Apaisement ? Ce mal étant fait, aidé il est vrai par Jean-Luc Mélenchon qui a commencé par torpiller tout compromis par sa déclaration initiale – « tout le programme, rien que le programme » – Emmanuel Macron a fini par recevoir, six semaines après l’élection, la prétendante au poste de Première ministre désignée par le Nouveau Front Populaire, arrivé en tête du scrutin. On admettra que le délai était particulièrement long…
D’autant qu’il s’agissait d’un faux suspense : tout le monde savait depuis le début qu’il ferait tout pour empêcher l’arrivée de la gauche au pouvoir. Tant qu’à faire, n’eût-il pas mieux valu le dire dès le départ ? Clarification, disait-il… Au lieu de cela, après avoir mimé l’ouverture, il s’appuie sur les menaces de censure proférées par les autres partis pour renvoyer Lucie Castets dans ses buts. Pourtant, quoique tout aussi tardivement, la gauche avait fini par admettre la nécessité des compromis et Jean-Luc Mélenchon ouvert la possibilité d’un gouvernement sans LFI. C’est à bon droit, désormais, que le NFP proteste devant une éviction décidée par le prince.
N’eût-il pas mieux valu, comme il est aussi de coutume dans les régimes parlementaires, nommer Lucie Castets et laisser l’Assemblée décider par elle-même, c’est-à-dire censurer, le cas échéant, une Première ministre dont elle ne voulait pas ? Dans ce cas, les autres partis auraient dû assumer leur position devant l’opinion et Macron serait resté dans son rôle d’arbitre. Constatant la censure, si elle avait eu lieu, il aurait été fondé à trouver autre chose.
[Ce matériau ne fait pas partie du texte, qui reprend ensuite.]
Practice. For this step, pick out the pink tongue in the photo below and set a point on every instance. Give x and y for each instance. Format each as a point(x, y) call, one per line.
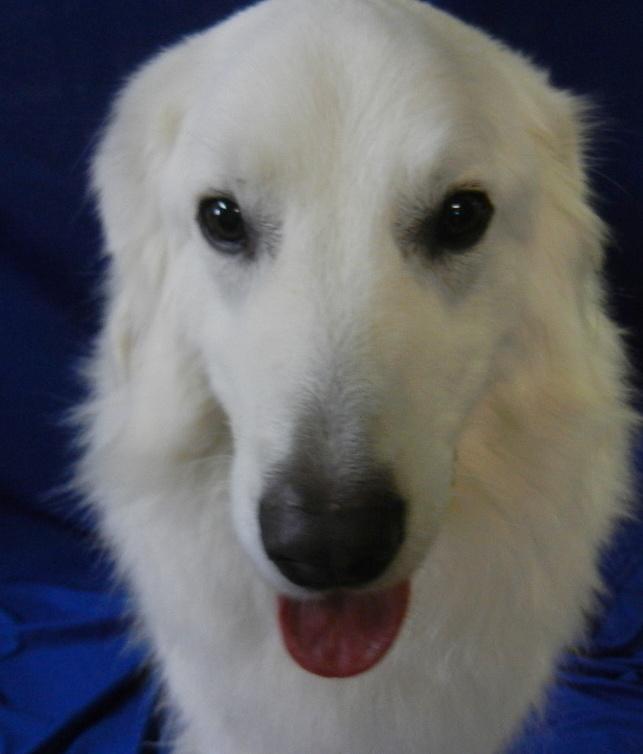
point(345, 633)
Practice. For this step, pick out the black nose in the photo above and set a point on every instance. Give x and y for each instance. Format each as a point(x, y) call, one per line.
point(324, 536)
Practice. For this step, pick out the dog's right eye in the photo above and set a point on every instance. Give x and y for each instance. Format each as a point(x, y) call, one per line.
point(222, 224)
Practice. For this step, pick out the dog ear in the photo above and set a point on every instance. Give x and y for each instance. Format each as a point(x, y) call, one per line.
point(144, 372)
point(127, 173)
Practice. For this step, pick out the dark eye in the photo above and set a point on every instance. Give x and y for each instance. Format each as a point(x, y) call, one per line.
point(462, 220)
point(222, 224)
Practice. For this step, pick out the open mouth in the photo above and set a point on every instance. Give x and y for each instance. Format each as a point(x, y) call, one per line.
point(344, 633)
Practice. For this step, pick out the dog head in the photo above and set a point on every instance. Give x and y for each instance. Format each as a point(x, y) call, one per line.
point(331, 242)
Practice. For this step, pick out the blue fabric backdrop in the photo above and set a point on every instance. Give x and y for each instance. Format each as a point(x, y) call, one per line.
point(69, 682)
Mais les habitudes de la monarchie républicaine perdurent : c’est le président qui récuse une coalition pourtant placée en tête, et non le Parlement, pourtant seul souverain, in fine, même dans la Vème République. Comment rendre un meilleur service à LFI ? Elle peut lancer, sans obstacles désormais, sa campagne de blocage des institutions et de destitution du président, obligeant les socialistes à la suivre, ou bien à s’en désolidariser, au risque de jouer le rôle du défecteur ? Il est vrai que l’abaissement systématique du PS fait partie des objectifs stratégiques communs à Macron et Mélenchon…
Tout cela nous mène à une situation lourde de conflits futurs : on va probablement nommer, selon le bon plaisir du monarque, une personnalité qui s’appuiera sur les centristes, c’est-à-dire sur les perdants de l’élection, avec le soutien sans participation de la droite, c’est-à-dire du plus petit parti de l’Assemblée. Le futur gouvernement, s’il voit enfin le jour, reposera sur la base parlementaire la plus étroite et la moins légitime possible et subira, inévitablement, les feux roulants des campagnes de oppositions, tout occupées à préparer les futurs affrontements, législatif ou présidentiel. Clarification, apaisement ? La réussite est totale.